If \(kD\geq N\), then all the \(N\) days can be covered by one-day passes, and there is no use paying a regular fare, so the total cost is \(kP\) yen.
In this case, it is useless to buy more batches of passes than the minimum number, \(k=\left\lceil \frac{N}{D}\right\rceil\), of batches (where \(\lceil x\rceil\) denotes the minimum integer greater than or equal to \(x\)), so it is sufficient to consider \(k=\left\lceil \frac{N}{D}\right\rceil\).

Otherwise, that is, if \(0\leq k\leq \left\lceil \frac{N}{D}\right\rceil-1\), Then you have to pay the regular fare for the \((N-kD)\) yen as well as the \(kP\) yen for the passes, so it is optimal to use the passes on the days with highest regular fares. In other words, when the regular fares \((F_1,F_2,\ldots, F_N)\) of the \(N\) days are sorted in ascending order as \((F'_1,F'_2,\ldots, F'_N)\) \((F'_1\leq F'_2\leq \cdots\leq F'_N)\), the minimum total cost for the \(N\)-day trip is \(kP+\displaystyle\sum_{i=1}^{N-kD} F'_i\) yen.
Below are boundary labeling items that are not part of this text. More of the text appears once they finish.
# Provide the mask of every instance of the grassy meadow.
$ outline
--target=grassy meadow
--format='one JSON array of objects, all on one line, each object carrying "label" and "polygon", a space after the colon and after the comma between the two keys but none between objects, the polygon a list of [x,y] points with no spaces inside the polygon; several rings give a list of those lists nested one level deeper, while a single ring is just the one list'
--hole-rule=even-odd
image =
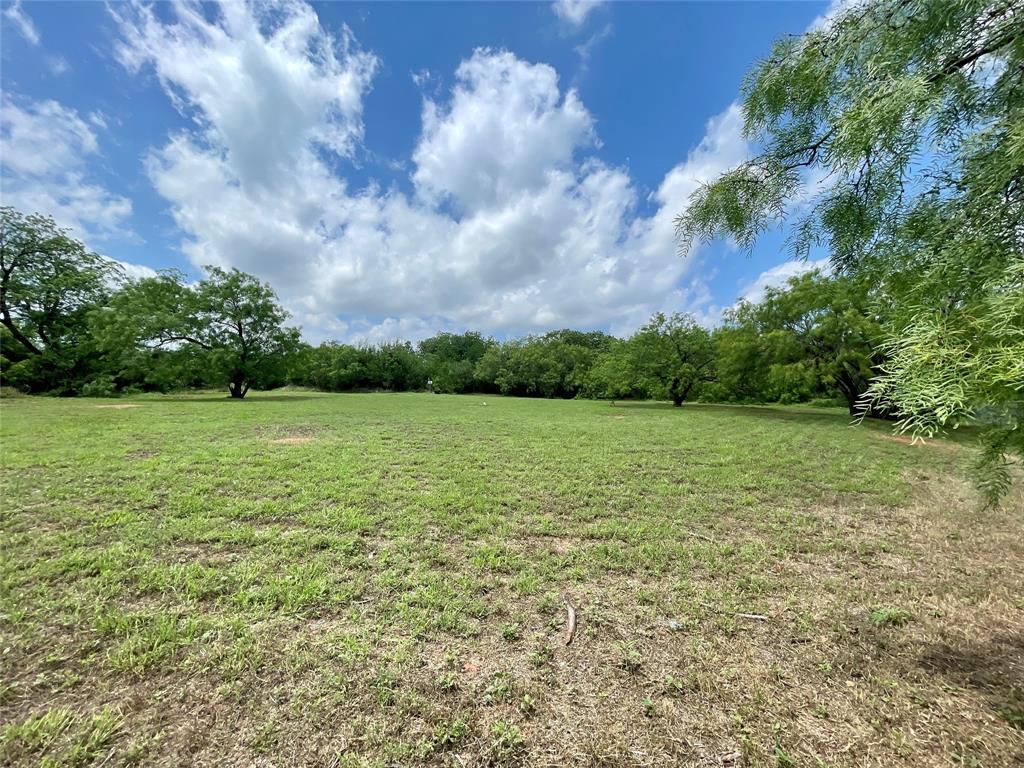
[{"label": "grassy meadow", "polygon": [[6,765],[1024,761],[1024,498],[955,442],[304,391],[0,429]]}]

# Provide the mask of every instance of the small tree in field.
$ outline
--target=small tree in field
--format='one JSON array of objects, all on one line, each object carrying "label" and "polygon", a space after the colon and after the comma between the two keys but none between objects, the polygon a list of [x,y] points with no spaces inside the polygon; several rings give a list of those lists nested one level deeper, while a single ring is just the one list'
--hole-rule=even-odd
[{"label": "small tree in field", "polygon": [[679,408],[701,382],[715,380],[711,334],[688,314],[658,312],[629,340],[634,381]]},{"label": "small tree in field", "polygon": [[116,262],[86,249],[49,216],[0,208],[5,378],[60,390],[85,376],[86,315],[120,276]]},{"label": "small tree in field", "polygon": [[238,269],[211,266],[207,274],[195,287],[176,272],[133,281],[99,324],[110,344],[202,349],[212,377],[242,398],[254,383],[276,376],[298,345],[298,331],[284,327],[288,313],[268,285]]}]

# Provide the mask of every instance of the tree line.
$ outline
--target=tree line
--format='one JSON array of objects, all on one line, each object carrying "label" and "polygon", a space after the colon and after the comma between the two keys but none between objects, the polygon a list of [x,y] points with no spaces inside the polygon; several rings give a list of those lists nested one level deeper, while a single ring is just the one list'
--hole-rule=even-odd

Therefore, the answer is minimum value among

• \(kP+\displaystyle\sum_{i=1}^{N-kD} F'_i\) for \(k=0,1,\ldots\left\lceil \frac{N}{D}\right\rceil-1\); and
• \(\left\lceil \frac{N}{D}\right\rceil P\).
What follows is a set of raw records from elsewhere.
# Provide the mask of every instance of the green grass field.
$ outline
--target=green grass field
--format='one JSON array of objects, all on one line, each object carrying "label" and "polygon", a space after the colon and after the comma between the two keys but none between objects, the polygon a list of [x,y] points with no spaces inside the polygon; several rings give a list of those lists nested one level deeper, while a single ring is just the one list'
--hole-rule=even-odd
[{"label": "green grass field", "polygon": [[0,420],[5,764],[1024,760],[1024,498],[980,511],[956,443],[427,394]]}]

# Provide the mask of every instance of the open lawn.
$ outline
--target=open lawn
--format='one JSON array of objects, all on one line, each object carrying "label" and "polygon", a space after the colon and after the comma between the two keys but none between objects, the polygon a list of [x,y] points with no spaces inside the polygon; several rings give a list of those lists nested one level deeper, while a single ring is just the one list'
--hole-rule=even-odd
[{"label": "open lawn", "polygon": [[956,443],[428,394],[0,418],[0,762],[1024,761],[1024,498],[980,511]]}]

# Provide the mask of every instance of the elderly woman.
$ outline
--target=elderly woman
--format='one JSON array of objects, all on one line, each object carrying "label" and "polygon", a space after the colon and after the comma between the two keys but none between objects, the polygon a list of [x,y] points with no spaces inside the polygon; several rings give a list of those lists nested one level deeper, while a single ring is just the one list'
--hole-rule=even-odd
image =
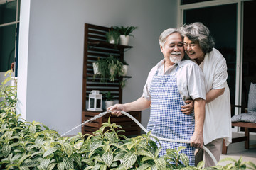
[{"label": "elderly woman", "polygon": [[[201,23],[193,23],[183,26],[180,30],[184,36],[186,53],[199,65],[205,76],[206,100],[203,142],[219,161],[223,139],[225,139],[227,146],[232,141],[226,61],[220,52],[213,48],[215,42],[206,26]],[[187,105],[182,108],[188,107]],[[203,151],[199,149],[196,155],[196,164],[203,160]],[[206,167],[215,165],[207,153],[205,153],[205,162]]]},{"label": "elderly woman", "polygon": [[[176,29],[164,30],[159,40],[164,59],[150,71],[142,97],[131,103],[114,105],[107,110],[118,116],[120,110],[140,110],[150,107],[149,131],[163,138],[191,141],[191,144],[186,144],[160,140],[163,148],[159,156],[166,154],[168,148],[184,146],[186,149],[181,152],[188,157],[189,164],[193,166],[195,147],[202,147],[203,142],[206,92],[202,91],[205,86],[200,67],[183,60],[183,40]],[[188,99],[193,100],[195,103],[195,112],[191,115],[183,114],[180,109]]]}]

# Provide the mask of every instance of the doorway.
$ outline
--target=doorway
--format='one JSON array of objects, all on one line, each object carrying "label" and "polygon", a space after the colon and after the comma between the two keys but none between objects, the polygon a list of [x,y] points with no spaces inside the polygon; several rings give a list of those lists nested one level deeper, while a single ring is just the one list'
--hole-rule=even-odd
[{"label": "doorway", "polygon": [[[225,58],[228,65],[228,84],[231,104],[247,107],[249,87],[256,83],[256,40],[253,23],[256,1],[242,0],[215,4],[191,4],[181,9],[181,23],[201,22],[210,30],[215,40],[215,48]],[[232,110],[232,115],[244,112]]]}]

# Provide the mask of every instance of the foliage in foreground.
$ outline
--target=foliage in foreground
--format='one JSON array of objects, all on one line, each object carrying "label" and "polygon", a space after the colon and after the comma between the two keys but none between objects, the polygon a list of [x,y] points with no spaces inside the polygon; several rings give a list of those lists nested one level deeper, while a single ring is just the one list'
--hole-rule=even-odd
[{"label": "foliage in foreground", "polygon": [[190,166],[188,157],[180,153],[183,147],[168,149],[159,157],[161,147],[157,147],[154,141],[158,140],[150,132],[127,138],[120,134],[122,127],[110,119],[92,135],[61,137],[41,123],[16,115],[16,86],[6,84],[13,79],[11,72],[6,74],[9,77],[0,86],[0,169],[256,169],[242,158],[225,159],[233,162],[225,166],[203,169],[203,162]]}]

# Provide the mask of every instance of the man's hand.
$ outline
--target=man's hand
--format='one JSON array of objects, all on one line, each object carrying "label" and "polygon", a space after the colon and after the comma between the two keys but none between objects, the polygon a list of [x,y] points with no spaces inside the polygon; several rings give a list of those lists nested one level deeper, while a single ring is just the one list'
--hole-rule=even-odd
[{"label": "man's hand", "polygon": [[107,110],[111,110],[111,114],[119,116],[122,115],[121,110],[125,111],[123,104],[115,104],[107,108]]},{"label": "man's hand", "polygon": [[193,101],[192,100],[186,100],[185,103],[188,104],[182,106],[181,111],[186,115],[191,114],[193,110]]},{"label": "man's hand", "polygon": [[203,133],[194,132],[191,138],[191,146],[195,148],[202,148],[203,144]]}]

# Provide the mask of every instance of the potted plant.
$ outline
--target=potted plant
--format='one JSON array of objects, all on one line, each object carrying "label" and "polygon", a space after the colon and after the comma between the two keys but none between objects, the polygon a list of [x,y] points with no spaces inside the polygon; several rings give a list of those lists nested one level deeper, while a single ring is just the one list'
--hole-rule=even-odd
[{"label": "potted plant", "polygon": [[106,33],[106,38],[107,42],[110,44],[118,44],[119,41],[120,34],[118,31],[113,29],[112,27],[111,27],[111,30],[109,30],[109,32]]},{"label": "potted plant", "polygon": [[120,45],[127,45],[129,43],[129,36],[134,37],[133,35],[132,35],[132,33],[138,27],[137,26],[114,26],[114,29],[117,30],[120,35]]},{"label": "potted plant", "polygon": [[124,71],[122,76],[126,76],[127,74],[129,64],[125,60],[123,60],[122,62],[123,63],[123,71]]},{"label": "potted plant", "polygon": [[[100,81],[102,82],[110,80],[112,82],[114,81],[114,79],[120,77],[124,74],[123,63],[114,55],[110,55],[105,58],[98,58],[95,63],[92,63],[94,67],[94,76],[96,74],[100,74]],[[97,71],[96,71],[96,68]],[[124,84],[122,81],[120,81],[120,84]],[[122,86],[124,87],[124,86]]]},{"label": "potted plant", "polygon": [[111,94],[109,91],[107,93],[103,93],[103,98],[105,100],[105,108],[114,105],[114,96]]}]

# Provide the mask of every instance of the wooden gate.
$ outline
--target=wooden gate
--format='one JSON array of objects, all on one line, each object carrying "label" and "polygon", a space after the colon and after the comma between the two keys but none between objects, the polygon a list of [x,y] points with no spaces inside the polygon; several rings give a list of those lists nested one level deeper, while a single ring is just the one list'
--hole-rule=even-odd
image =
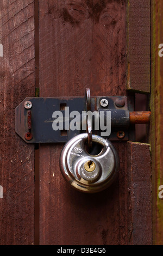
[{"label": "wooden gate", "polygon": [[114,143],[120,160],[116,182],[96,194],[74,190],[60,171],[64,144],[27,144],[15,133],[14,114],[26,97],[80,96],[87,87],[92,95],[134,99],[141,93],[149,100],[151,42],[152,38],[158,47],[159,21],[154,21],[159,4],[1,1],[1,245],[151,245],[153,237],[154,243],[162,243],[157,193],[162,179],[161,135],[156,129],[162,123],[161,90],[161,82],[156,86],[160,67],[155,65],[155,51],[152,138],[146,141],[152,146],[153,184],[150,144],[122,142]]}]

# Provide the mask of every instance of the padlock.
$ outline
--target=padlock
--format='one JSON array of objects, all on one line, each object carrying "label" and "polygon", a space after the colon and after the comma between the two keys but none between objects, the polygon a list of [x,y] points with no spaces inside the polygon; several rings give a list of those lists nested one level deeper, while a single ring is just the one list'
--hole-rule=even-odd
[{"label": "padlock", "polygon": [[[63,176],[74,188],[87,193],[95,193],[108,188],[115,180],[119,159],[111,143],[98,135],[92,135],[92,145],[98,144],[96,155],[86,148],[89,135],[81,133],[63,148],[60,159]],[[93,148],[93,145],[92,146]]]}]

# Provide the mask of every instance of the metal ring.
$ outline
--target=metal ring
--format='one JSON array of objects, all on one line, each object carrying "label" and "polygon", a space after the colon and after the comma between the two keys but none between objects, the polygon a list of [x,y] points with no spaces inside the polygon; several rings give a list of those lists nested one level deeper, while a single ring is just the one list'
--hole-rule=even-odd
[{"label": "metal ring", "polygon": [[90,88],[85,89],[85,108],[86,111],[90,111],[91,110],[91,92]]}]

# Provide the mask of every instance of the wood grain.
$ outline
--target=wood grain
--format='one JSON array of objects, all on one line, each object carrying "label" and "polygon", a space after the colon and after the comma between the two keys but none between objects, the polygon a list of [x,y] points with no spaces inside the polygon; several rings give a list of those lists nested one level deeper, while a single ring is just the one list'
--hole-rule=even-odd
[{"label": "wood grain", "polygon": [[159,198],[159,188],[163,185],[163,57],[159,56],[159,45],[163,43],[163,3],[152,1],[152,109],[151,144],[153,168],[153,243],[163,244],[163,200]]},{"label": "wood grain", "polygon": [[34,96],[34,0],[1,0],[0,244],[34,242],[34,147],[15,132],[15,108]]},{"label": "wood grain", "polygon": [[151,1],[128,2],[127,88],[151,92]]},{"label": "wood grain", "polygon": [[128,245],[152,245],[150,145],[128,142]]}]

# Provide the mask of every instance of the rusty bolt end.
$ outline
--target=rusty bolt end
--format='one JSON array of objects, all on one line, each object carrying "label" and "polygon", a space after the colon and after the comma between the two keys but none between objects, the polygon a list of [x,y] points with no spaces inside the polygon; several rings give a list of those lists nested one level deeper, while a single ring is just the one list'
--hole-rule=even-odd
[{"label": "rusty bolt end", "polygon": [[125,132],[123,131],[118,131],[117,133],[117,136],[119,139],[123,139],[125,137]]},{"label": "rusty bolt end", "polygon": [[117,99],[115,103],[118,107],[123,107],[125,105],[125,100],[124,99]]},{"label": "rusty bolt end", "polygon": [[30,132],[26,132],[24,135],[24,138],[27,141],[31,141],[33,138],[33,135]]},{"label": "rusty bolt end", "polygon": [[24,102],[24,108],[27,109],[30,109],[32,107],[32,103],[31,101],[27,101]]}]

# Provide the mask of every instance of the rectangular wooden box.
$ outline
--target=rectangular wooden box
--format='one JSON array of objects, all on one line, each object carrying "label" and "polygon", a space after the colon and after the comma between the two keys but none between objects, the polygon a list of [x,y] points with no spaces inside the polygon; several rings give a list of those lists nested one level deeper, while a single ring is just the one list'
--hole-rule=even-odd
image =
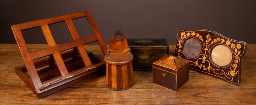
[{"label": "rectangular wooden box", "polygon": [[127,39],[134,70],[152,71],[152,64],[169,54],[166,39]]},{"label": "rectangular wooden box", "polygon": [[153,84],[176,92],[189,79],[189,61],[166,55],[153,63]]}]

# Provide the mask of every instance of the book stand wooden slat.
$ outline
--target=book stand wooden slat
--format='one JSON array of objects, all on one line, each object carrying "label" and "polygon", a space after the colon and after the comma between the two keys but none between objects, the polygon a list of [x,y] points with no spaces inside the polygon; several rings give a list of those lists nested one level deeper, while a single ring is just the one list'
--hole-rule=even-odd
[{"label": "book stand wooden slat", "polygon": [[[81,38],[77,34],[72,20],[82,18],[87,18],[93,36]],[[62,22],[66,22],[73,41],[56,45],[48,24]],[[36,27],[41,27],[49,48],[29,52],[21,30]],[[85,44],[97,42],[104,55],[106,53],[106,44],[88,12],[15,24],[12,30],[25,62],[25,66],[15,68],[16,74],[38,98],[99,73],[106,64],[103,58],[87,52],[84,48]],[[64,52],[61,54],[62,52]],[[45,58],[47,56],[49,57]],[[102,70],[104,72],[105,70]]]}]

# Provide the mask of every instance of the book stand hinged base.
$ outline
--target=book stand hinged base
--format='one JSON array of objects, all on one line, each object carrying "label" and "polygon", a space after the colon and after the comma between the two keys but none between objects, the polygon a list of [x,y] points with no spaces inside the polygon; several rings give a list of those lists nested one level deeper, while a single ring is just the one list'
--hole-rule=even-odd
[{"label": "book stand hinged base", "polygon": [[[80,38],[72,20],[83,18],[87,19],[93,34]],[[73,40],[57,45],[48,25],[63,22],[66,22]],[[29,52],[21,31],[37,27],[41,28],[49,48]],[[106,44],[88,12],[13,25],[12,30],[25,63],[25,66],[15,68],[16,72],[38,98],[105,72],[103,59],[87,52],[84,47],[97,42],[104,56],[106,54]]]}]

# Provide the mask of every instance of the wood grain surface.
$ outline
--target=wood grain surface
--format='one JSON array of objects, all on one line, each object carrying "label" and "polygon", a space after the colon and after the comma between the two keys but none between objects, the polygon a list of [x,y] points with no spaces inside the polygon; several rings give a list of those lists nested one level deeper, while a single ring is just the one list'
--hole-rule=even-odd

The latter value can be computed in an \(O(1)\) time. The latter costs at worst \(O(N^2)\) time for \(D=1\), which makes it difficult to finish computing within the execution time limit of two seconds. However, there are several tricks to finish it in a total of \(O(N)\) time.

1. using cumulative sums

We precompute \(S_j=\displaystyle\sum_{i=1}^{j} F'_i\). They can be found by \(S_1=F'_1\), \(S_{i+1}=S_i+F'_{i+1}\) \((i=1,2,\ldots N-1)\) time, so the sought value is found as \(kP+\displaystyle\sum_{i=1}^{N-kD} F'_i=kP+S_{N-kD}\).
Both finding \(S_1,S_2,\ldots,S_N\) and using them to compute \(kP+\displaystyle\sum_{i=1}^{N-kD} F'_i\) costs \(O(1)\) time each, so the total complexity is \(O(N)\).
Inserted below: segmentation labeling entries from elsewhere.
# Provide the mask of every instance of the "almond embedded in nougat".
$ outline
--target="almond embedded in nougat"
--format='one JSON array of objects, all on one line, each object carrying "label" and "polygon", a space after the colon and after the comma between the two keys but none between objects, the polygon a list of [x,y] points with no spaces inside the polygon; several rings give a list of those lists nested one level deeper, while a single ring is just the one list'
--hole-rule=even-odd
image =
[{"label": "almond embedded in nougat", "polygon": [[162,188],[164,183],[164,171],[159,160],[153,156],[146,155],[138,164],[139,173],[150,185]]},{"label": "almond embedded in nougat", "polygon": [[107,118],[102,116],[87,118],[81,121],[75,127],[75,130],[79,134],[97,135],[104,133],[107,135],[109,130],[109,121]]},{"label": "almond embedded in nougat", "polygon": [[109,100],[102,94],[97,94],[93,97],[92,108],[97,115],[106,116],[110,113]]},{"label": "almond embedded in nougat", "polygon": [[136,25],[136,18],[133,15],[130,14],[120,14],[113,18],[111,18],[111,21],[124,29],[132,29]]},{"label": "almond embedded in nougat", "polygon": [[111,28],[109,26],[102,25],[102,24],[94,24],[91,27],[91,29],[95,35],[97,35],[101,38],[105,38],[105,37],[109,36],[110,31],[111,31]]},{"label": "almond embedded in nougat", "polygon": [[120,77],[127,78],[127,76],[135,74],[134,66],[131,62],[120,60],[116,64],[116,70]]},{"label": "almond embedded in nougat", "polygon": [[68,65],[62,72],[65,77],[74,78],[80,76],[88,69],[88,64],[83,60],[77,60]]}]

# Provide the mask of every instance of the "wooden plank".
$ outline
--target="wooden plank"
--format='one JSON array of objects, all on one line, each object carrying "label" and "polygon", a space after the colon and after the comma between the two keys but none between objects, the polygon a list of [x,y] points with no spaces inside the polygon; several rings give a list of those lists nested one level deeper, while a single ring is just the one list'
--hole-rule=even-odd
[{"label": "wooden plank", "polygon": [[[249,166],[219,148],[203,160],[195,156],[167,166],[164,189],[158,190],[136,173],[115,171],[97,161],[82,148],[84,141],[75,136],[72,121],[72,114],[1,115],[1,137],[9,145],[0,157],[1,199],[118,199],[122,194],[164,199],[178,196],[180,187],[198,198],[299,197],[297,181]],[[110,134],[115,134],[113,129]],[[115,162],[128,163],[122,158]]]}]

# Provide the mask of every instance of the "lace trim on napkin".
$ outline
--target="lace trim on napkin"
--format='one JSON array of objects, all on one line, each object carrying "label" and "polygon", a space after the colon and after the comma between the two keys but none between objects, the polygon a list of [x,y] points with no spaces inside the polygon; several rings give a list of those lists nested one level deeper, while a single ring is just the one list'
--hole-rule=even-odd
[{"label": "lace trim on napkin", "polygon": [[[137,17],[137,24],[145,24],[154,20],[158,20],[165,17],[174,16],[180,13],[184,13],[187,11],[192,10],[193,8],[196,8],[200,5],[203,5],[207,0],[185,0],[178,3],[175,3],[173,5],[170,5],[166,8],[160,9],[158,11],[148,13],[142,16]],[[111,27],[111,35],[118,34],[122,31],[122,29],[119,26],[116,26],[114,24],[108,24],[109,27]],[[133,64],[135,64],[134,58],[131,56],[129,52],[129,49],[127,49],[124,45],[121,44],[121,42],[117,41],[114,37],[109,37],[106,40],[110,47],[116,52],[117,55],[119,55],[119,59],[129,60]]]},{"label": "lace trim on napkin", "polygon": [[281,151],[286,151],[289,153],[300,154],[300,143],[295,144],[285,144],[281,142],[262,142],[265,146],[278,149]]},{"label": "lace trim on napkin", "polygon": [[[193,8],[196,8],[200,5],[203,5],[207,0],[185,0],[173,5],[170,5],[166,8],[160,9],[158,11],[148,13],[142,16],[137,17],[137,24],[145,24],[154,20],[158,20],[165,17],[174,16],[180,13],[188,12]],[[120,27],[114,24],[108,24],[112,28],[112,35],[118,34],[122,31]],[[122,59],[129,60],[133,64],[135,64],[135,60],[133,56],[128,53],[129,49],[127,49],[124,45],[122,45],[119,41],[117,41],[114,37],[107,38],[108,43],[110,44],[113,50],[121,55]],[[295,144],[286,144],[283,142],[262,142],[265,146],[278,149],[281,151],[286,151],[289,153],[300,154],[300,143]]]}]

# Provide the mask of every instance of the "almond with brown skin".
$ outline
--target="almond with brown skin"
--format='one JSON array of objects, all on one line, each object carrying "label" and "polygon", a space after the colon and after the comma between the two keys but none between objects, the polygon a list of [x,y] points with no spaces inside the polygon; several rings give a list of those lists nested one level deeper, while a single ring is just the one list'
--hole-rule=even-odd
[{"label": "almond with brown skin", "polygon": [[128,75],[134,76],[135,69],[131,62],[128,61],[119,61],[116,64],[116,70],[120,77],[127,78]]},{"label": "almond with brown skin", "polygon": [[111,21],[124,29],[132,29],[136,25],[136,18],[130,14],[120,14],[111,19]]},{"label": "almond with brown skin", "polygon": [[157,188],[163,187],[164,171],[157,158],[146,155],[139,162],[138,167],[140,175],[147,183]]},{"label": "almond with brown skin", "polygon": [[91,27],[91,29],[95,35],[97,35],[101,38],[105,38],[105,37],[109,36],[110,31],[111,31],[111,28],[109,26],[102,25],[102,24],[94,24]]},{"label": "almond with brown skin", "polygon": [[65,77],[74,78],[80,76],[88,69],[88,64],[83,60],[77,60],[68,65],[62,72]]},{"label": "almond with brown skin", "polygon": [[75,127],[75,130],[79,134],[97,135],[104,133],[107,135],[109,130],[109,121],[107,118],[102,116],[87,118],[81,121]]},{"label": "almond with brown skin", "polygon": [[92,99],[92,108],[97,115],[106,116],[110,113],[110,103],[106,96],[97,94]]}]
2. finding \(kP+\displaystyle\sum_{i=1}^{N-kD} F'_i\) successively

Let \(C_k=kP+\displaystyle\sum_{i=1}^{N-kD} F'_i\); then we find \(C_{k+1}=C_k+P-\displaystyle\sum_{i=N-(k+1)D+1}^{N-kD} F'_i\).
The complexity is \(O(N)\) to find \(C_0\) and \(O(k)\) to find \(C_{i+1}\) from \(C_i\), for a total of \(O(N)\).

Once we find the candidates for the minimum values, all that left is to print the minimum among them.

Sorting \((F_1,F_2,\ldots,F_N)\) costs \(O(N\log N)\) time, and enumerating the candidates costs \(O(N)\), so the overall complexity is \(O(N\log N)\), which is fast enough to solve this problem.

Sample code in C++:

#include <bits/stdc++.h>
using namespace std;

int main() {
  int n,d,k;
  long long p;
  cin>>n>>d>>p;

  vector<long long>f(n),s(n);
  for(int i=0;i<n;i++)cin>>f[i];
  
  sort(f.begin(),f.end());
  s[0]=f[0];
  for(int i=0;i<n-1;i++)s[i+1]=s[i]+f[i+1];

  k=(n+d-1)/d;
  long long ans=p*k;
  for(int i=0;i<k;i++){
    ans=min(ans,s[n-1-(i*d)]+(p*i));
  }

  cout<<ans<<endl;
	return 0;
}